Total latency end-to-end: somewhere around 20 seconds from spoken word to image on the wall. Too long for true real-time, fast enough to feel like the image was responding to the performer rather than illustrating a script.
What was hard
Three things I’d do differently with what’s available now.
The 20-second latency was the dominant ugliness. By the time a performer’s first line had an image up, they were already on the third line. Modern multimodal models with built-in language understanding (and faster small image models like SDXL Turbo, or distilled models like Nitro-style approaches) could plausibly run word-by-word rather than chunk-by-chunk. Lower per-image quality, much more responsive, more abstract. That feels like a more honest fit for live performance.
Image quality vs latency was a real trade-off. Drop to lower-resolution images and you can render faster; you get more visual stream, less individual punch. Push for higher quality and you get punch but the audience watches a static frame for too long. I picked the middle and accepted that the middle was a compromise.

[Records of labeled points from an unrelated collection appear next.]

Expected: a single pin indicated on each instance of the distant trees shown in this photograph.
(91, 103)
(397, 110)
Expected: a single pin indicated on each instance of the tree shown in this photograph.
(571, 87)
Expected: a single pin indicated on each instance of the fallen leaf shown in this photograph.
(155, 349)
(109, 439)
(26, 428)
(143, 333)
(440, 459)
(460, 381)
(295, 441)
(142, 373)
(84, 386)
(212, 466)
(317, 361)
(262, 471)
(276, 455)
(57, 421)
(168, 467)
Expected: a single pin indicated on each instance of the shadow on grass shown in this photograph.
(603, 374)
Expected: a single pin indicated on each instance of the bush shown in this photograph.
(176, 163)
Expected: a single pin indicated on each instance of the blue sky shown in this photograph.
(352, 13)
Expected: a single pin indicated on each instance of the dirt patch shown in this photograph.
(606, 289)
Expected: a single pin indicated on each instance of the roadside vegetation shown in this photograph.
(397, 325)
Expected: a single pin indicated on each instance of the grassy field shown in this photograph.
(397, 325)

The third was content sensitivity. I’ll come back to that.
What worked in the room
Performers responded to it in two distinct ways. Some treated it as a collaborator and started shaping their delivery for the picture (longer pauses, more specific imagery, a half-step toward the visual). Others ignored it completely and let the system do whatever the system did. Both worked. The interesting bit was the audience: people enjoyed anticipating what image would come up, and then trying to interpret the more abstract ones the model produced when it didn’t quite know what to do with the words. That ambiguity was where the piece earned its keep.
The moment I was glad we’d planned for moderation
One of the poets read a piece that moved through menstruation and into deliberately uncomfortable territory around abuse. The audience was right with her; the room was holding. My internal panic at the desk was about what image was about to appear on the wall.
The model held. The safety filters caught what needed catching and returned a sensitive, abstract image rather than something that would have torn the room. That moderation step (which I’d left on, because I’d thought about exactly this scenario) was the thing standing between a careful performance and a horrible misfire. If you’re building anything that puts an AI image generator in front of a live audience, leave the moderation on. The fact that artists had not yet turned on AI as broadly as they have since 2024 also meant the room was open to the experiment in a way it might not be today.
What I took from it
Live AI art is mostly bad. The bar to clear is whether the system genuinely listens, or whether it’s a pre-rendered visual loop pretending to listen. The pipeline above genuinely listens, with a 20-second tax. That tax shapes everything about the piece, including whether you should use it for this kind of work at all.
If I returned to this pattern, I would experiment with word-by-word generation (lower fidelity, much higher responsiveness) and with a smaller, faster model. The current version of this would feel meaningfully different on the same kit. The piece worked because the system was honest about its tempo and the performers were generous about adapting to it.